Visa has been ranked as the global leader in artificial intelligence adoption within the payments industry, according to a new index published on Wednesday. The ranking by Evident, a firm tracking AI in finance, places Mastercard and PayPal in second and third place, respectively, highlighting a competitive landscape where established players and newer fintechs like Stripe and Block are rapidly building AI capabilities.

The index evaluates 12 major payments companies on four key criteria: talent, innovation, leadership, and transparency. While the sector is aggressively hiring AI specialists—with an average of 6.5% of their combined workforce of over 335,000 employees focused on AI—a significant transparency gap remains. Not a single company has publicly disclosed the achieved or projected return on investment (ROI) for its overall AI efforts, a contrast to the banking sector where 10 of 50 tracked institutions share such figures.

The Talent Arms Race

Talent is the most influential factor in the ranking, and the payments industry is investing heavily to secure it. Evident found that these companies employ 30% more AI-focused workers than other financial institutions, despite generally having smaller total workforces. PayPal alone accounts for 18% of the AI talent among the indexed firms, with more than 4,000 AI workers. Stripe and Block also stand out, with AI specialists making up over 10% of their staff.

“With relatively nascent industry players like Stripe and Block performing well — and showing their AI potential reflected in their valuations — the Index leaders cannot afford to drop off the pace,” said Alexandra Mousavizadeh, co-founder and co-CEO of Evident.

Use Cases and the ROI Question

The top three companies—Visa, Mastercard, and PayPal—were responsible for more than half of the nearly 100 AI use cases documented over the past two years. Visa and Mastercard are noted as particularly advanced in applying AI to fraud detection and cybersecurity. Visa has invested more than $3.5 billion in AI and data over the past decade and has over 300 AI models in production, according to chief data officer Andres Vives.
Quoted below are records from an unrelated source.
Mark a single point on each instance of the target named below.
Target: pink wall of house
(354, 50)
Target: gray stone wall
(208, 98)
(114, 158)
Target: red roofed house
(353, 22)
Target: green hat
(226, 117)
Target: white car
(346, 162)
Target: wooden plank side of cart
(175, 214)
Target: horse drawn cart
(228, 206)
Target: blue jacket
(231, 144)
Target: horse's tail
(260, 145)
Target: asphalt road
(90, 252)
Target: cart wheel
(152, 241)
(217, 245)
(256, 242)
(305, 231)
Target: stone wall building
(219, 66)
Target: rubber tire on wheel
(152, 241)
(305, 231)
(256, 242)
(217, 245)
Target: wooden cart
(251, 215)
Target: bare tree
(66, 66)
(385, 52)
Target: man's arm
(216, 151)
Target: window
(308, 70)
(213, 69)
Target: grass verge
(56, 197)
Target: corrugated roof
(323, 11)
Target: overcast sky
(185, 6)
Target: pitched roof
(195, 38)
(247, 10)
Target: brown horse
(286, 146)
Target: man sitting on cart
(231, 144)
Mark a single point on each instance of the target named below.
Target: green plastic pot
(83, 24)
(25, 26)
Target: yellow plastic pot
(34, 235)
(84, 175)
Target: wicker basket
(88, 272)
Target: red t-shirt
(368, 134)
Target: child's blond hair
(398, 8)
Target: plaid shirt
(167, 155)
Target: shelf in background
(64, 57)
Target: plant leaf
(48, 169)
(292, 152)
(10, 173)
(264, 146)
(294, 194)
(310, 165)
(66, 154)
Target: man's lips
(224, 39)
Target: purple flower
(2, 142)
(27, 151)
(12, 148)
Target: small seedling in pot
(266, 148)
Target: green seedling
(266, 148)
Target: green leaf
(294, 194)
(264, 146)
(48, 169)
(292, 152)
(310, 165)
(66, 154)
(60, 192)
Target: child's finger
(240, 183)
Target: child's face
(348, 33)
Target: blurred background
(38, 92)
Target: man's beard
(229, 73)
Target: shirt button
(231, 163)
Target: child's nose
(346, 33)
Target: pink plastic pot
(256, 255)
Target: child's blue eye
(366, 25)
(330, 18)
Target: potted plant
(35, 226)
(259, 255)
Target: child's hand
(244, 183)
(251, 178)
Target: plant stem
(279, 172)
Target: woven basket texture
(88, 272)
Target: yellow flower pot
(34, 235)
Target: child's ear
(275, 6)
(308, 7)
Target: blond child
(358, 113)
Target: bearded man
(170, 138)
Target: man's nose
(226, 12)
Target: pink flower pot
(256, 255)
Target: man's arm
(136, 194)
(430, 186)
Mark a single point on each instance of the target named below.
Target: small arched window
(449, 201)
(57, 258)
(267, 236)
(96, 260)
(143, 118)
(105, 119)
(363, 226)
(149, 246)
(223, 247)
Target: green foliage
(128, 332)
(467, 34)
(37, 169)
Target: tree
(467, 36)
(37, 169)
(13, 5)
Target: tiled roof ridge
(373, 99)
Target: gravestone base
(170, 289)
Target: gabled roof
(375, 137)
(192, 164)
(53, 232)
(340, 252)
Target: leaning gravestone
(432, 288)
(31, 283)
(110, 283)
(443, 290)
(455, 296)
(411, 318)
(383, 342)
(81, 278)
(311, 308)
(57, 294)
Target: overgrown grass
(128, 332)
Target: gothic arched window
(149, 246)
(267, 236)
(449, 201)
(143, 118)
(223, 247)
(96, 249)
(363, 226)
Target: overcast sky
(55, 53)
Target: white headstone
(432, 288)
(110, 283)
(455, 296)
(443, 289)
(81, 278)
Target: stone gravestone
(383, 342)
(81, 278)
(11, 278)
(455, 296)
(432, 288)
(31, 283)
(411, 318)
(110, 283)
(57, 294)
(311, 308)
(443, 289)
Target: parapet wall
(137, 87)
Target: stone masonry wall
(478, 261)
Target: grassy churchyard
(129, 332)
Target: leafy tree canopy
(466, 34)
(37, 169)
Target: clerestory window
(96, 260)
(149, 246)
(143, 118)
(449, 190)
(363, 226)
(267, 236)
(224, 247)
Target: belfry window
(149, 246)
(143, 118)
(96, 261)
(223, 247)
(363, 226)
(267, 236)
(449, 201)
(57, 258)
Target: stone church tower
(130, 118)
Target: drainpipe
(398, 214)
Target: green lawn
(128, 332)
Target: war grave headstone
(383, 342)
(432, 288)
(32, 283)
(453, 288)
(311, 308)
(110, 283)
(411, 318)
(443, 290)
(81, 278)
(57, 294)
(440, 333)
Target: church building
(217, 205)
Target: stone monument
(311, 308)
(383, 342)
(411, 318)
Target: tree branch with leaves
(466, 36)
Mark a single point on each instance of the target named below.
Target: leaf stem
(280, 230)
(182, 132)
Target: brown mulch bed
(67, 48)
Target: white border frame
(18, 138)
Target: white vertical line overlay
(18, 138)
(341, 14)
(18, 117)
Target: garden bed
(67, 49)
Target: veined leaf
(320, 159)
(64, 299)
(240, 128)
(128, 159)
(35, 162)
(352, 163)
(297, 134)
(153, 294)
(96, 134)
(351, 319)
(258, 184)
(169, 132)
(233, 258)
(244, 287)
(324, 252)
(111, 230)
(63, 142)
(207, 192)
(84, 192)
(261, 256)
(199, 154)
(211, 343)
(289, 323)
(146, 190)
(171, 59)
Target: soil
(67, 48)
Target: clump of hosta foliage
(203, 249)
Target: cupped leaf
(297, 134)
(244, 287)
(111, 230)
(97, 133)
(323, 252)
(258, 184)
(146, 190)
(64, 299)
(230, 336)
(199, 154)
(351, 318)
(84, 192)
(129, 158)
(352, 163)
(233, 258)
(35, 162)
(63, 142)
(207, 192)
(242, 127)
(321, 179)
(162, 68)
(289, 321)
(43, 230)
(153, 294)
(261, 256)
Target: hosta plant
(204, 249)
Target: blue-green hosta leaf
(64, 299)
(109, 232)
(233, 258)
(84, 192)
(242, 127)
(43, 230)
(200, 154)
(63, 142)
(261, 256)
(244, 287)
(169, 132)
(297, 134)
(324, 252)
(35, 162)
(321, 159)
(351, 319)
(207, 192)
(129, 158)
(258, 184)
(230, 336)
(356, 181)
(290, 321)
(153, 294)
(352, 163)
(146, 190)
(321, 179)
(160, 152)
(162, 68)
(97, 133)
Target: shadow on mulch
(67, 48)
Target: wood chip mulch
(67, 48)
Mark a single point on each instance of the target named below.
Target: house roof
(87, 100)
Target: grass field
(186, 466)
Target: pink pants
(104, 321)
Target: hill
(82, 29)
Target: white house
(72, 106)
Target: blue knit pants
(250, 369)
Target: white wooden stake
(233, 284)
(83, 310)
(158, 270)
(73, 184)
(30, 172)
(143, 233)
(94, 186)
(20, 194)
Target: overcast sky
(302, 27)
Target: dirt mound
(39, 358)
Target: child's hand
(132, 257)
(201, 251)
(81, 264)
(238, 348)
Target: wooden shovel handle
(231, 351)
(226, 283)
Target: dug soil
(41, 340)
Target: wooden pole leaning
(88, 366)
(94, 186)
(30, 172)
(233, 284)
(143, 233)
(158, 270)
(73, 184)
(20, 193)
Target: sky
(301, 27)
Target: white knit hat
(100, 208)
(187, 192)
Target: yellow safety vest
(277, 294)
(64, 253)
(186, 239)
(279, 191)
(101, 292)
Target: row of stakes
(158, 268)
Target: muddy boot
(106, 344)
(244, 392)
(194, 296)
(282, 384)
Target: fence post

However, the absence of clear ROI metrics is becoming conspicuous. “The absence of ROI disclosure — or any group targets for AI ROI — is increasingly conspicuous,” said Annabel Ayles, Evident's other co-founder and co-CEO. She warned that the market will “sooner or later demand clearer evidence of value.” For now, AI's benefits are often baked into existing performance measures like lower transaction costs.

The Next Competitive Frontier

The report suggests the industry is moving from using AI as a “defensive necessity to strategic advantage,” with agentic AI capabilities likely playing a bigger future role. Both PayPal and Mastercard have teased AI agents in recent earnings calls, and Visa mentioned the potential of “agentic commerce.”

As leaders at major banks already face analyst questions about AI payoffs, payments companies are under similar pressure. JPMorgan CEO Jamie Dimon has acknowledged competitive threats from fintechs and payments firms like Stripe and PayPal. Evident concludes that the next milestone may be financial transparency: the first company to publish comprehensive AI ROI measures will become a new kind of “first-mover.”